Pretty cool. Nice to see someone so passionate about their studio that they stepped down to be in a more creative role.
There’s something to be said for knowing when you’re in the wrong role and fixing it rather than doubling down.
This kinda feels like Sony forced this to happen. I have no supporting evidence, it just feels like it to me.
You’d be right on the money imo.
I’ve been a AAA developer for almost 2 decades, and there is no way in hell they did not explicitly sign to have the sony account linking. I didn’t like the way he acted on twitter acting like the poor indy dev getting wrecked by the tyrant, when he was hoping it would fly.
He thought it would be okay to sell your data for his chance at making a game. When it backfired due to popularity, he didn’t take any responsibility and let sony look bad. I bet there’s a lot of people at Sony who didn’t like that.
I agree, he made his bigger partner look bad.

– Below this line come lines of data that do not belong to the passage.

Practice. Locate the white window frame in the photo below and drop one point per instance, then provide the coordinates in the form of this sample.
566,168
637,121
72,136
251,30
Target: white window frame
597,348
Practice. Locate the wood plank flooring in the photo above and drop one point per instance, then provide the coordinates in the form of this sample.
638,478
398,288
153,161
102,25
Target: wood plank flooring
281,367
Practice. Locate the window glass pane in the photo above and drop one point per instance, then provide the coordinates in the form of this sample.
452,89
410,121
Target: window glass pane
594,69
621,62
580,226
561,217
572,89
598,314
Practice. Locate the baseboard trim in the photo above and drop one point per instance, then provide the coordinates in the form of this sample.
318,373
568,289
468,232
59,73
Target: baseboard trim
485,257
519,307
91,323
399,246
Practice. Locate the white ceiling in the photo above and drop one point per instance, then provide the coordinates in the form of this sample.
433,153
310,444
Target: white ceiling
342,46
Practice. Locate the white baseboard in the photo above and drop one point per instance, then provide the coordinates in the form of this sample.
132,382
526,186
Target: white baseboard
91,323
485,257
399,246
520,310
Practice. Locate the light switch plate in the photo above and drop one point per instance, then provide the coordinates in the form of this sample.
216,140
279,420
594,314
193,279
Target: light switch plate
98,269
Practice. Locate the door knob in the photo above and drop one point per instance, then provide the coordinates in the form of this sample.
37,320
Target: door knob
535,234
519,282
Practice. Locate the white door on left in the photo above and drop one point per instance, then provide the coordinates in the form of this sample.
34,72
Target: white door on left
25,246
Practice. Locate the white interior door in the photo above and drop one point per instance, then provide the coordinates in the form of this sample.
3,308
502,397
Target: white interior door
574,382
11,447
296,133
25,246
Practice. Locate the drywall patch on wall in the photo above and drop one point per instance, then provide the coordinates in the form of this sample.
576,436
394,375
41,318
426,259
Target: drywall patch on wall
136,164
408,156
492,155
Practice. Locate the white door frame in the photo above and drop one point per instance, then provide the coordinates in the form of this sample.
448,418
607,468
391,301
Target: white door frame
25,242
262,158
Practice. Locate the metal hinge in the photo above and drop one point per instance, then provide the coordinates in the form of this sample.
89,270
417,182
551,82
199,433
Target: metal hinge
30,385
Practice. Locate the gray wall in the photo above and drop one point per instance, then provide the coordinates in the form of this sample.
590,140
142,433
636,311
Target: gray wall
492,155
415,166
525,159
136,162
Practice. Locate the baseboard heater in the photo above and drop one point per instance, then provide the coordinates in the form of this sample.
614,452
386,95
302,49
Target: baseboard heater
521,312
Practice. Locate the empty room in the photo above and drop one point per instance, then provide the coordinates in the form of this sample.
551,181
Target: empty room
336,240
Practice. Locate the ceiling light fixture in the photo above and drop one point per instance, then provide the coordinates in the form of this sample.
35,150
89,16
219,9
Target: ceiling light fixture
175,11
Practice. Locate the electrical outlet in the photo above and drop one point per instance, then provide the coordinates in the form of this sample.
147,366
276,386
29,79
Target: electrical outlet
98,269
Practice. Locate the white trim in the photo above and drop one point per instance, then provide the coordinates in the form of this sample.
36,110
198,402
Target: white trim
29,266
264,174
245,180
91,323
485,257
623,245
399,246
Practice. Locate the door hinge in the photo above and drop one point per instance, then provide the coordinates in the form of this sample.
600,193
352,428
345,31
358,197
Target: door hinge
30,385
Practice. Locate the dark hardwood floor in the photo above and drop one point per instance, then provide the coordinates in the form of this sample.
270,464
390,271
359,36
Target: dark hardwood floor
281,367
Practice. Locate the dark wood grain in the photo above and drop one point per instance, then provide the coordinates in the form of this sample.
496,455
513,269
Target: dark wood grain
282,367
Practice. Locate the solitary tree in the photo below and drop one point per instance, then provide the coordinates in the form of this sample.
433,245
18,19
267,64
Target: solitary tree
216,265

Even if sony didn’t force this (which I’d be surprised about), their own board probably did. “Oh you just pissed off our biggest partner, that doesn’t seem great for business”
Arrowhead is a very small company. Company details are actually public knowledge in Sweden, and you can see that arrowhead only has 4 board members, two of them being the CEO and vice CEO: https://www.allabolag.se/5567796544/befattningar
Crunchbase seems to think they don’t have any venture capital, so it’s possible that the board members are the only shareholders here, but who knows.